Nous sommes le 13 octobre 2011, 22è jour de vendémiaire dédié à la pêche, alors, haut les cœurs !

j‘ai déjà évoqué ici la figure de Francisco FERRER mais, partant du principe que la pédagogie, c’est l’art de la répétition, je n’hésite pas en en remettre une couche. En effet, le 13 octobre 1909, exécution,(assassinat) de Francisco FERRER y GUARDIA à Barcelone. Il était libre penseur, militant et pédagogue libertaire, né le 10 janvier 1859 à Alella, dans une famille de paysans aisés, bien-pensante et cléricale (comme quoi, on peut s’en sortir) il était le treizième de quatorze enfants. Après une éducation religieuse, il travaille chez un marchand de draps. Celui-ci, libre penseur, l’initie aux idées nouvelles et l’aide dans ses études. En 1884 il adhère à la Franc-maçonnerie.
Le 19 septembre 1886, il prend part à un mouvement de révolte dirigé par le général républicain
Villacampa, destiné à renverser la monarchie. L’insurrection échoue et Ferrer est contraint à l’exil. A Paris, il devient professeur d’espagnol. En 1901, une de ses élèves, Melle Meunier, venant à mourir, lui lègue sa fortune (c’est pas à moi que cela arriverait).
Dès lors, il s’attache à la création d’une école laïque et rationaliste libérée de l’emprise de l’église, de l’Etat, des dogmes et des superstitions. Ainsi nait L’
école moderne de Barcelone, à laquelle s’ajoute une maison d’édition, qui publie journaux et revues. Mais Ferrer s’attire la haine de l’église qui détient le monopole de « l’éducation ».
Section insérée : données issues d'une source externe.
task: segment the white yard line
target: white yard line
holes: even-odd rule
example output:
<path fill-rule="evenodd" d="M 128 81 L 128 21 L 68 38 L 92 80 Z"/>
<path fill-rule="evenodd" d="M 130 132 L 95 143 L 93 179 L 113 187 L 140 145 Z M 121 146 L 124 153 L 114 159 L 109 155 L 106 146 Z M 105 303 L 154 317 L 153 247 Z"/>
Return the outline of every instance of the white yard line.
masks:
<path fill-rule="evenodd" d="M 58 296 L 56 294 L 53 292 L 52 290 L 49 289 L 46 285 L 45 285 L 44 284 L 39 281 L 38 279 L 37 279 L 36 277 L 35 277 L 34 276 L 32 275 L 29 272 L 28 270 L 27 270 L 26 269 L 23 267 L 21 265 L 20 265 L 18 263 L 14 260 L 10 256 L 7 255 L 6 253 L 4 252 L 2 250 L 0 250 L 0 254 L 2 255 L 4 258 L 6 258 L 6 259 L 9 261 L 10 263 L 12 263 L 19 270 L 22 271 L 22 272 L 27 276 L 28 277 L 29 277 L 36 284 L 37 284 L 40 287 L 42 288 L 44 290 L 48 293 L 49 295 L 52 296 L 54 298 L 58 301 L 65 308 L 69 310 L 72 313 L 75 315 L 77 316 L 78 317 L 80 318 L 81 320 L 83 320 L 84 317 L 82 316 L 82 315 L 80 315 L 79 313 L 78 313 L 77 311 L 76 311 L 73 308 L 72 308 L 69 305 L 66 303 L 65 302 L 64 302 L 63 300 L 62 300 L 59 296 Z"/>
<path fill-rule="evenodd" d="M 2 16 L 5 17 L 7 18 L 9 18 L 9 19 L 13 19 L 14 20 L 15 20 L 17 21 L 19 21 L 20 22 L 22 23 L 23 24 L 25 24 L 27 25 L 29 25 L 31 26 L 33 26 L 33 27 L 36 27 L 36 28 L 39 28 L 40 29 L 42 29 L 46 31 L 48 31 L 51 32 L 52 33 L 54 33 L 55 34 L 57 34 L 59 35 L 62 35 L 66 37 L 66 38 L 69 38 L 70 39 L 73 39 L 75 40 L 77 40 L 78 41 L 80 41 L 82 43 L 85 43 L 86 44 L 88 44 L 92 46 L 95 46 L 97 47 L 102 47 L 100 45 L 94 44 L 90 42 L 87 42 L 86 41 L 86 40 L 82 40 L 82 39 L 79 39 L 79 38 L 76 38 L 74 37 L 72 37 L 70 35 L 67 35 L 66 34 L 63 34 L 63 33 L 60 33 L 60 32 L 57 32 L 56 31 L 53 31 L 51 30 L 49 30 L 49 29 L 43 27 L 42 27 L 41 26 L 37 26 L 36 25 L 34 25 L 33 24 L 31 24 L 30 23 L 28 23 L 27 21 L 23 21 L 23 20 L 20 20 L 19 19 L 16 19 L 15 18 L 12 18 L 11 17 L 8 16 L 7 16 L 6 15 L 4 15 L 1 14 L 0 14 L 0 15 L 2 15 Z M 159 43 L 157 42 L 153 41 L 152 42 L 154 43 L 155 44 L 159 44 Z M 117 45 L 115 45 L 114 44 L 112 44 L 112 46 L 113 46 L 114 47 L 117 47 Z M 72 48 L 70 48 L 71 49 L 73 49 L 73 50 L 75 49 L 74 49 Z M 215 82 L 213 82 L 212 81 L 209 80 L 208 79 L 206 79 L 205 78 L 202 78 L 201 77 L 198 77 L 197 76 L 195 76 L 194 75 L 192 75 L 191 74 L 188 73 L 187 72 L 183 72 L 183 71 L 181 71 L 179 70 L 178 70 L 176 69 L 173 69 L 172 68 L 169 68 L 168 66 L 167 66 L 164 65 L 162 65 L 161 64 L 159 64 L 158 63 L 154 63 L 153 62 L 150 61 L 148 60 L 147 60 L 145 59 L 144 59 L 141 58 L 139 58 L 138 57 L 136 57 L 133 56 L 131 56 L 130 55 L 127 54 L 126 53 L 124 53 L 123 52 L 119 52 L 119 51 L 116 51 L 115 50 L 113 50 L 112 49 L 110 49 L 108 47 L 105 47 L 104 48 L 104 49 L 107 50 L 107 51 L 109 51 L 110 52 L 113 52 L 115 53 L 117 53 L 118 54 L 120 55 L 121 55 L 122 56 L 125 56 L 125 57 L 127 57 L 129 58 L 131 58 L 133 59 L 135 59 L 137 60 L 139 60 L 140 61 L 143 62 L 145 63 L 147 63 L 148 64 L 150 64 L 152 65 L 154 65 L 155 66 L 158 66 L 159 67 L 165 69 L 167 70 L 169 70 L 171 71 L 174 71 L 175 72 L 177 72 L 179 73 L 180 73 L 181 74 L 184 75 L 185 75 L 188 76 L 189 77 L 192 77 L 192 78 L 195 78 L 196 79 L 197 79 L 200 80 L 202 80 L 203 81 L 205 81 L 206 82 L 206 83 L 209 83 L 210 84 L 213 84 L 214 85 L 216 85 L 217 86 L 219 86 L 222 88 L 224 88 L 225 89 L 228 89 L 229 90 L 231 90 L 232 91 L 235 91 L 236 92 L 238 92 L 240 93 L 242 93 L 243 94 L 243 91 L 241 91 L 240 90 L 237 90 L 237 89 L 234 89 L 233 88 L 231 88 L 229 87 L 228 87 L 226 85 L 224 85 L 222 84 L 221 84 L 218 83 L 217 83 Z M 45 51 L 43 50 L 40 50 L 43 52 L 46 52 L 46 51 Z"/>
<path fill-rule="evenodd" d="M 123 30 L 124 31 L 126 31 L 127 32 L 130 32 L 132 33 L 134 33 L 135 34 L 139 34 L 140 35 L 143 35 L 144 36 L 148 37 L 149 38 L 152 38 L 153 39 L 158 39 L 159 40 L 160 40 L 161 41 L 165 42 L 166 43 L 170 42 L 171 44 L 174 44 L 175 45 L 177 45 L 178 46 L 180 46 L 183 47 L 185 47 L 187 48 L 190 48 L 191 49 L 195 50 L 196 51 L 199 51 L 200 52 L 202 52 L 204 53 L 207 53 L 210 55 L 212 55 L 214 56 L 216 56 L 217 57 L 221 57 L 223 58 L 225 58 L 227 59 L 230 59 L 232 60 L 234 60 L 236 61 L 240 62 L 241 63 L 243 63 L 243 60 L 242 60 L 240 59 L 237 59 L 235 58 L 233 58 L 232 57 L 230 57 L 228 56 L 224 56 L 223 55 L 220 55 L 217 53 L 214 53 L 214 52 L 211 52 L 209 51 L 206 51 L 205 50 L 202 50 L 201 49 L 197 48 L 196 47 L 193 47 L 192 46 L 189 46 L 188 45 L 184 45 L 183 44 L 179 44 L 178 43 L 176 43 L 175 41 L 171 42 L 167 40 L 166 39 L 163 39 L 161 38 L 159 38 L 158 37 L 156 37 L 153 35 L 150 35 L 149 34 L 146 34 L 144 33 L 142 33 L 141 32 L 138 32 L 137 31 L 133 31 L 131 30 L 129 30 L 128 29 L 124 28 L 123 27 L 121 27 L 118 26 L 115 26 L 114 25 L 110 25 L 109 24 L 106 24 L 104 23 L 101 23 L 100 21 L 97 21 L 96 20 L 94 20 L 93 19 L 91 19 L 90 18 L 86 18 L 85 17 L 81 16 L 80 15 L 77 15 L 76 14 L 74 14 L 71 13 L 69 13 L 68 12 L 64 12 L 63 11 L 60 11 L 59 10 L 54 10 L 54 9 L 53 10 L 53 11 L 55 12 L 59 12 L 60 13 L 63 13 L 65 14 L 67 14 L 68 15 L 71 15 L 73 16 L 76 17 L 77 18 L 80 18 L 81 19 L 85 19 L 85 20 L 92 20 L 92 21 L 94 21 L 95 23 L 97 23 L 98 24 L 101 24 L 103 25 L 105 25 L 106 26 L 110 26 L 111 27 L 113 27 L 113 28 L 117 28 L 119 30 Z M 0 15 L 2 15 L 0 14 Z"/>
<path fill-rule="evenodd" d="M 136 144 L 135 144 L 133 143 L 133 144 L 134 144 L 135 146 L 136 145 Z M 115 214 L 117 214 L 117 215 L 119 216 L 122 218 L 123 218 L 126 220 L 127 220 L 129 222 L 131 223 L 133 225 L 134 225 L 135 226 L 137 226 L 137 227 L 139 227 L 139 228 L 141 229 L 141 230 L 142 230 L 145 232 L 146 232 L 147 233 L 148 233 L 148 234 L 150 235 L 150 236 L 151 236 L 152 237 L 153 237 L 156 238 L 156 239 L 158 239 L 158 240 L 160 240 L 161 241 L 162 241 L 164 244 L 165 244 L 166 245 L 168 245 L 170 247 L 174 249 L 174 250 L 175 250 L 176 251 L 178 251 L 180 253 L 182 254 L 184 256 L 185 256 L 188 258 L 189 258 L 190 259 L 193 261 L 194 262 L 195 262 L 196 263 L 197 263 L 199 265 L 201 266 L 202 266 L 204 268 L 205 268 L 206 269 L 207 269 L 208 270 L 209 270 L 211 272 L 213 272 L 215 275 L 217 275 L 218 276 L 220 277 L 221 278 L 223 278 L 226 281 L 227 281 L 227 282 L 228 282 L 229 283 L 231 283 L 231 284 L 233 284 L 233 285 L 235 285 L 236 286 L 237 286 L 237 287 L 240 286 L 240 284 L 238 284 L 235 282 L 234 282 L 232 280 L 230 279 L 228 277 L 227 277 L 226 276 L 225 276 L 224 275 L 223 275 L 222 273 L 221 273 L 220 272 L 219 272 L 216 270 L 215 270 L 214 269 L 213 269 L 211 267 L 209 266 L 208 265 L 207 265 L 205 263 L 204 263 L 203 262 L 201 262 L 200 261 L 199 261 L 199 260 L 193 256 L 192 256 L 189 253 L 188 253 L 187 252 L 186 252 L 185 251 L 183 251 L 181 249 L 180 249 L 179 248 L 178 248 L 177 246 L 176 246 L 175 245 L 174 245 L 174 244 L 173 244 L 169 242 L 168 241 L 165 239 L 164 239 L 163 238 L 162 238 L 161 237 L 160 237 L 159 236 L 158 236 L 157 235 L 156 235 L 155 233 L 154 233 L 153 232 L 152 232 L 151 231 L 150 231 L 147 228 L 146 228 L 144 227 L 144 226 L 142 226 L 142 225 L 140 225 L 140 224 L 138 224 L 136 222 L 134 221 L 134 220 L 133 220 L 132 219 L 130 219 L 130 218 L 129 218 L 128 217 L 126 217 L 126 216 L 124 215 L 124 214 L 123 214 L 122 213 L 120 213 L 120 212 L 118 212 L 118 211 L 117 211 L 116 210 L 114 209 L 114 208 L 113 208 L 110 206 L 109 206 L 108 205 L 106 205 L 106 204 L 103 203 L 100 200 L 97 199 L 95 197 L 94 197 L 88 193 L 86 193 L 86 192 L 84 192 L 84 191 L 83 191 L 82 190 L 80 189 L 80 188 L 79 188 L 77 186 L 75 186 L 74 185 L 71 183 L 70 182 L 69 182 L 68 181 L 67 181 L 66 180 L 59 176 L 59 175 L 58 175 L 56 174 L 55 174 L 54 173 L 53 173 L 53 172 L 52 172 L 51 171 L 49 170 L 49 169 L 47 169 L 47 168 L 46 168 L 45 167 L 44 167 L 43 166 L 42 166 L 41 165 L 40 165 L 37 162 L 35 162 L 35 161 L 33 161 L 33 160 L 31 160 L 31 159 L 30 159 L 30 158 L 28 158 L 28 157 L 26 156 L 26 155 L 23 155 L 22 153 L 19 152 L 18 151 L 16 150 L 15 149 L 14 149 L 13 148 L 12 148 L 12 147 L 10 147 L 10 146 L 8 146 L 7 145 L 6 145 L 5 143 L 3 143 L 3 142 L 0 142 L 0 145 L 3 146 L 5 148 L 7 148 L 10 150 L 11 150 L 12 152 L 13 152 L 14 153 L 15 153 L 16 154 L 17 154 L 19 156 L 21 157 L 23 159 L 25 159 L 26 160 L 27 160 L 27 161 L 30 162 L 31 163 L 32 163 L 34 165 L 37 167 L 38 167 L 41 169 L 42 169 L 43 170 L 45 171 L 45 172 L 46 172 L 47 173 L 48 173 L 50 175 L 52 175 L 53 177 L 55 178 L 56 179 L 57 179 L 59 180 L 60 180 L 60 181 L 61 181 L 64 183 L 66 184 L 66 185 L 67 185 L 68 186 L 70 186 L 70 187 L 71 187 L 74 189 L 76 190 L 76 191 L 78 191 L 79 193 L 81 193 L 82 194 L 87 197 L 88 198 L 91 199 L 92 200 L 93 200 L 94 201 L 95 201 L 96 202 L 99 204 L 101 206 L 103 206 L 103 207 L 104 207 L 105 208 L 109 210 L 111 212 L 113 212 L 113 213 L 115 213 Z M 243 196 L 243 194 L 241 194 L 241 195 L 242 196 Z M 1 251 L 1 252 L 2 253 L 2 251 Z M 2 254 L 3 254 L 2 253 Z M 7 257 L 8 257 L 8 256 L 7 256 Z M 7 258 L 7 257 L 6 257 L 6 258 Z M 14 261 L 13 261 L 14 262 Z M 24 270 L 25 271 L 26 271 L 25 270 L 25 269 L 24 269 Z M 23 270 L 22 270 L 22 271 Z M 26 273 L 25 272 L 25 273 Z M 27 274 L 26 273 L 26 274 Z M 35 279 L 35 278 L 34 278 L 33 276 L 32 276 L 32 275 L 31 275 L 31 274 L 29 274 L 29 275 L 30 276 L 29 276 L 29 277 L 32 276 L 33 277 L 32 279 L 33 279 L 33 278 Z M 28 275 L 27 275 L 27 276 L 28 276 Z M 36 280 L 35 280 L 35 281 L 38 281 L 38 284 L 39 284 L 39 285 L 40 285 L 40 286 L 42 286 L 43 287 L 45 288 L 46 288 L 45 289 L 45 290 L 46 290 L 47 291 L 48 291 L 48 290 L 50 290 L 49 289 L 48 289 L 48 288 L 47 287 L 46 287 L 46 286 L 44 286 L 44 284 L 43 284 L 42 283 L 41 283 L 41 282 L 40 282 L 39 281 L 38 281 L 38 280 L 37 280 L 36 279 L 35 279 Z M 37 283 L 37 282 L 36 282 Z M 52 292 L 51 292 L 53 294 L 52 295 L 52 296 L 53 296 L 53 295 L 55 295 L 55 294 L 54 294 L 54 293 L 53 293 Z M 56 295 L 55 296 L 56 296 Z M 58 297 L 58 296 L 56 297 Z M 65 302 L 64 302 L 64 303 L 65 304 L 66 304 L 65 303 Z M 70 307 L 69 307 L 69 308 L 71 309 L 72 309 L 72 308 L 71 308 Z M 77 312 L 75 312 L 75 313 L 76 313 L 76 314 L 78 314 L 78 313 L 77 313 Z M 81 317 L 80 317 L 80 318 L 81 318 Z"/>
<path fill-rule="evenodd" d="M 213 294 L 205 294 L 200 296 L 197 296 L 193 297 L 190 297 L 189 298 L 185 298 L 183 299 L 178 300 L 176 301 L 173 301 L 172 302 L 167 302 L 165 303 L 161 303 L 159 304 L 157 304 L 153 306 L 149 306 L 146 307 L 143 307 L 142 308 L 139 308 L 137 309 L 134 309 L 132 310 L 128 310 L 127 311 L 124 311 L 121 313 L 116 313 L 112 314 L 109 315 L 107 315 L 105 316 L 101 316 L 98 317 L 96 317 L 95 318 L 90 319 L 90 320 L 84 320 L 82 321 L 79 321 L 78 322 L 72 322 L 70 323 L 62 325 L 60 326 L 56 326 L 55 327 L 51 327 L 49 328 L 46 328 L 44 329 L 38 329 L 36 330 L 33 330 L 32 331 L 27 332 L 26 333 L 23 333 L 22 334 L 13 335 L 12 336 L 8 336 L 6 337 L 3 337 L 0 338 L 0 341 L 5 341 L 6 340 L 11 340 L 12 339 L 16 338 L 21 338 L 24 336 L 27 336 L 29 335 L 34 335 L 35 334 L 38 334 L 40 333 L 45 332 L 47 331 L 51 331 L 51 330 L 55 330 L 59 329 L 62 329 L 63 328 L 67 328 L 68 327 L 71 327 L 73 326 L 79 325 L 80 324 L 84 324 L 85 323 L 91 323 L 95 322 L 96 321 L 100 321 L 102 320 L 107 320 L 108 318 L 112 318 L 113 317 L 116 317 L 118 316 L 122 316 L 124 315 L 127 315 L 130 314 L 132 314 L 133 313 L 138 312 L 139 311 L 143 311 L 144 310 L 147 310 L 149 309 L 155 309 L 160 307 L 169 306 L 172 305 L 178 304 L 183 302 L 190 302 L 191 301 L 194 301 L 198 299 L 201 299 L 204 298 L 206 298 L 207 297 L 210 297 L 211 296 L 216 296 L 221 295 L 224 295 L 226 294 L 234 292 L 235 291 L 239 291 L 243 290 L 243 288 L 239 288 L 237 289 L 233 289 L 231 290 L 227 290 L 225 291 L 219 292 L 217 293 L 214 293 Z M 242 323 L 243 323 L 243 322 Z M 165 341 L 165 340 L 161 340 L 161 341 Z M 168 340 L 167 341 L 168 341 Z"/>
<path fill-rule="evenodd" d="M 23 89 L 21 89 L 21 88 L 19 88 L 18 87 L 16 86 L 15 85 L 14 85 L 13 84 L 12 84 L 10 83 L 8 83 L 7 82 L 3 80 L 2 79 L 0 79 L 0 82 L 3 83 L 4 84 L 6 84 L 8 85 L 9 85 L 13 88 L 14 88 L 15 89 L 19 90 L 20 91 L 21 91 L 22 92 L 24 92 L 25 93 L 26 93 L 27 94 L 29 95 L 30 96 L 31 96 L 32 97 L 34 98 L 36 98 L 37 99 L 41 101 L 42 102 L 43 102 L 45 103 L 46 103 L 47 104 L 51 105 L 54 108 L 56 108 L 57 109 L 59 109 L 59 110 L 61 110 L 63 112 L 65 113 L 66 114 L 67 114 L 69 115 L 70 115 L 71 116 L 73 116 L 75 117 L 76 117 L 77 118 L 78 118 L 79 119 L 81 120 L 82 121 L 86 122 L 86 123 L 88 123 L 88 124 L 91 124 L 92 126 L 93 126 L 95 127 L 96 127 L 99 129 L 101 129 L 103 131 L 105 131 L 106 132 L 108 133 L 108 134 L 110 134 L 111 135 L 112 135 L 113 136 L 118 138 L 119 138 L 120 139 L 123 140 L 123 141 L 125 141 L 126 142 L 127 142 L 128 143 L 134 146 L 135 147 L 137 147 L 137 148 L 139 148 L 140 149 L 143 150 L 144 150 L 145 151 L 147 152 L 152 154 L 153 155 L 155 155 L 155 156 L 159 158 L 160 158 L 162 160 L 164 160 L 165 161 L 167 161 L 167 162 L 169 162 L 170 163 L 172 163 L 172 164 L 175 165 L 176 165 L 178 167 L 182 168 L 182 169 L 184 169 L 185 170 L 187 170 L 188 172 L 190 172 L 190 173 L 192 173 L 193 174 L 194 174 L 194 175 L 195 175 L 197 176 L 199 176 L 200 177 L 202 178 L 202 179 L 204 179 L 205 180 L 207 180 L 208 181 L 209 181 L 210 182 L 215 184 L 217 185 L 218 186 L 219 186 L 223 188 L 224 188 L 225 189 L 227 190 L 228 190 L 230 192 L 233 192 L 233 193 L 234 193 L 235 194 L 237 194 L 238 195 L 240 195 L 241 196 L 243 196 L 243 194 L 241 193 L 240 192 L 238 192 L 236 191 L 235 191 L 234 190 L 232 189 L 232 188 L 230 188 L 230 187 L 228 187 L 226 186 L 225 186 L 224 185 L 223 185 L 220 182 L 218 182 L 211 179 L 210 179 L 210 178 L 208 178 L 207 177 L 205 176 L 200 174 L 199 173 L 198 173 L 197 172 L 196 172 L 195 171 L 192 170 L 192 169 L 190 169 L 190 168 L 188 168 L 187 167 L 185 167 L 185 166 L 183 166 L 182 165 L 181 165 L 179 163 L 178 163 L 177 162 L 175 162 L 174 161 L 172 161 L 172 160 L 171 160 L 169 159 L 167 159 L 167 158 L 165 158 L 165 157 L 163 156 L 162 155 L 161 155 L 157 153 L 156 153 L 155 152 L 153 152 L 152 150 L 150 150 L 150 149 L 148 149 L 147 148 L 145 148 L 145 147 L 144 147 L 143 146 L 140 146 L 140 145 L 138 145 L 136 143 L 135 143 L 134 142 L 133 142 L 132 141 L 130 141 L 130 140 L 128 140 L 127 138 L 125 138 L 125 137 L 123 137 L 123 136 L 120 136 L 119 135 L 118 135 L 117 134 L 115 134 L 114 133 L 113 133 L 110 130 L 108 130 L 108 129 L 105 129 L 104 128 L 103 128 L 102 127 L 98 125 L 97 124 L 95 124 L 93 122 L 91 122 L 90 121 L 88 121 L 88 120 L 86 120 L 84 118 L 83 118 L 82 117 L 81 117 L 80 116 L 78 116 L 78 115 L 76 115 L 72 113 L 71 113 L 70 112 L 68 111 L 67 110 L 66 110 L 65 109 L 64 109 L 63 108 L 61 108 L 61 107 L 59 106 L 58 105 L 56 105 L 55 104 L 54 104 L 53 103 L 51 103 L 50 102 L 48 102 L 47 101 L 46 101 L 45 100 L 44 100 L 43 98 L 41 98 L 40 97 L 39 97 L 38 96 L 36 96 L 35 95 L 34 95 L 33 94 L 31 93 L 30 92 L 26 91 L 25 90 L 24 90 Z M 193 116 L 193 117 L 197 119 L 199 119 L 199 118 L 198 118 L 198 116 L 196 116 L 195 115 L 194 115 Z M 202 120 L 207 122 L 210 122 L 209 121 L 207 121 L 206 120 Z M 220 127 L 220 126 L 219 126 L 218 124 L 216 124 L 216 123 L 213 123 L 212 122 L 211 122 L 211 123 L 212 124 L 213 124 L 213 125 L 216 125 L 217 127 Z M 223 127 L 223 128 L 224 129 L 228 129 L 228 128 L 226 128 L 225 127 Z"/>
Le 31 mai 1906, l’attentat de l’anarchiste Mateo MORRAL (contre le roi) sert de prétexte à la police pour perquisitionner l’école moderne où Mateo avait travaillé. Les professeurs sont arrêtés pour « complicité ». Après 13 mois de réclusion, Ferrer est jugé le 13 juin 1907 mais, devant l’absence de preuve, il est acquitté.
En juillet 1909, Ferrer est de passage à Barcelone lorsqu’éclate la grève générale contre l’intervention militaire au Maroc. C’est la
Semaine tragique. Rendu responsable de l’insurrection, il est jugé le 9 octobre 1909 par un tribunal militaire qui le condamne à mort, après une parodie de procès. Le 13 octobre il est fusillé dans les fossés de Montjuich, malgré les protestations qui affluent du monde entier.

 

Le 13 octobre 1909, au soir, dans de nombreuses capitales et ville d’Europe, se déroulent des manifestations. A Paris, de violents affrontements ont lieu avec la police, devant l’ambassade d’Espagne, des kiosques sont abattus des tramways renversés, des coups de feu claquent, une dizaine de manifestants sont blessés, mais également le préfet Lépine et un agent qui décèdera à l’hôpital. Une nouvelle manifestation de protestation aura lieu qui réunira 60 000 personnes.
Des meetings et manifestations auront lieu à Bruxelles, Gand, Anvers, Liège, Londres, Milan, Naples, New York, etc. Drapeau en berne sur l’Hôtel de Ville de Lisbonne, campagne de protestation à Rome, Turin, Vienne, Genève, Prague, Chicago, etc.
C’est seulement le 13 octobre
1990 que le Maire de Barcelone inaugurera dans les jardins de Montjuïc un monument (ici à droite, copie de celui de Bruxelles) lui rendant hommage, sans toutefois signaler son identité libertaire.

A propos de pédagogie, hier soir se tenait le dernier débat entre les rescapés de la primaire citoyenne. Et bien très franchement, trop c’est trop; on frise l’overdose, on s’ennuie fermement. Ces deux là n’ont qu’une seule idée: jusqu’où ne pas aller trop loin…Attirer les écolos, amadouer les Montebourgeois, rassurer les centristes, et tout cela sans désespérer Billancourt. Décidément, entre pédagogie et démagogie…

Allez, cela suffit pour aujourd’hui, en attendant la suite, portez vous bien et à demain peut-être.